El #AristeguiMiente y el caso Peña Nieto, dos pruebas del odio 2012

Televisa insiste en su guerra perdida contra Carmen Aristegui. La enorme empresa presidida por Emilio Azcárraga no tiene armas para vencer a la periodista en el campo de batalla de la credibilidad.

 

Pero Televisa, supongo que por masoquismo, insiste en enfrentar a la señora Aristegui, una mujer sencilla y carismática que apalea en cada enfrentamiento a los soldados al servicio de Azcárraga.

 

Televisa creó, en Twitter, el lema #AristeguiMiente que, rápidamente, se convirtió en un pretexto para que los tuiteros elogiaran a la comunicadora.

 

Qué bueno.

 

A Carmen, esta vez, la ponderaron sobre todo usuarios de Twitter que no simpatizan con Enrique Peña Nieto.

 

Porque, hay que recordarlo, una de las razones de que Televisa ataque tanto a Aristegui tiene que ver con denuncias, no necesariamente realizadas por la periodista (de hecho, muchas de ellas producto del trabajo de un reportero de Proceso,  Jenaro Villamil), relacionadas con los contratos de publicidad que firmó con la televisora el gobierno del Estado de México cuando lo encabezó Peña Nieto.

 

Es decir, apoyar a Carmen Aristegui este miércoles 16 de mayo era cuestionar a Peña Nieto.

 

Pero el pasado viernes, antes del escándalo de la Ibero, muchos de los tuiteros enemigos de Peña Nieto que hoy defienden a la señora Aristegui la hostilizaron fuertemente porque no les gustó la forma “suave” en que la periodista entrevistó al candidato presidencial del PRI.

 

Aristegui preguntó todo lo que había que preguntarle a Peña Nieto, inclusive dudas sobre su vida privada, y el priista respondió bastante bien.

 

A los radicales antipeñanietistas eso les desagradó y cuestionaron, tan grosera como injustamente, a la señora Aristegui.

 

Aristegui se vio como lo que es, una gran periodista, en la entrevista con Peña Nieto.
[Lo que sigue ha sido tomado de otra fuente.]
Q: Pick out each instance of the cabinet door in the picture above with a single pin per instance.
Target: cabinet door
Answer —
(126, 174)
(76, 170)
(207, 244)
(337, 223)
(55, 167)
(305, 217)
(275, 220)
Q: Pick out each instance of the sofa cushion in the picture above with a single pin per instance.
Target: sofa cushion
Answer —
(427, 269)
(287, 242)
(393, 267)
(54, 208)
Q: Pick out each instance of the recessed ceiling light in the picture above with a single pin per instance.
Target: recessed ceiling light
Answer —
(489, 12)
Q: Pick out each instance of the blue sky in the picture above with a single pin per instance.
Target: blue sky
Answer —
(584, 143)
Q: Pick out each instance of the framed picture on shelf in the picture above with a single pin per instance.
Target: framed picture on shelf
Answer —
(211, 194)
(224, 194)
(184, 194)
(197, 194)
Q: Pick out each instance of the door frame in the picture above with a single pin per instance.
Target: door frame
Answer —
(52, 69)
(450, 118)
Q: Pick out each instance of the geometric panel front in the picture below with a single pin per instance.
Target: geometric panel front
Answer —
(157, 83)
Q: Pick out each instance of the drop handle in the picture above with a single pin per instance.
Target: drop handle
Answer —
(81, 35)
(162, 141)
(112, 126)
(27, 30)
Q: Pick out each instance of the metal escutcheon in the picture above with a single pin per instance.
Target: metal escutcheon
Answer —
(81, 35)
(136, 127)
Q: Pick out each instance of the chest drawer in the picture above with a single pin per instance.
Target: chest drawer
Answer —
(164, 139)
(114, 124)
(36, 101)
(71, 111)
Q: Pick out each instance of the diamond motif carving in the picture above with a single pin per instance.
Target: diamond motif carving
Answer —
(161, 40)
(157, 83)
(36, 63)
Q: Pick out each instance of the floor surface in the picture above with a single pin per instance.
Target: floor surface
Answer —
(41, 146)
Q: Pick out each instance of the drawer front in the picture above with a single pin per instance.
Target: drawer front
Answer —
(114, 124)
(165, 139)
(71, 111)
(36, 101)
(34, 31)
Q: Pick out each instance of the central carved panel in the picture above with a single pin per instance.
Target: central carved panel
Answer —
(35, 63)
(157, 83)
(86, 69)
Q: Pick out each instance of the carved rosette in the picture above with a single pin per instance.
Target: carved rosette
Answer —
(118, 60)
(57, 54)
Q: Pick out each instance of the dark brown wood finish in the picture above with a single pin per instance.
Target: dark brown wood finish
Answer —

Pero no dejó contentos a los antipeñanietistas que, seguramente, deseaban que Carmen golpeara con el micrófono al priista.

 

Si eso no tuvo mayor trascendencia se debió a que, una hora después de la entrevista de Aristegui con Peña Nieto empezó el escándalo de la Ibero.

 

Lo cierto es que a los fanáticos solo se les tiene contentos si se les dice lo que quieren escuchar, o bien si ocurren las cosas en el sentido que ellos desean.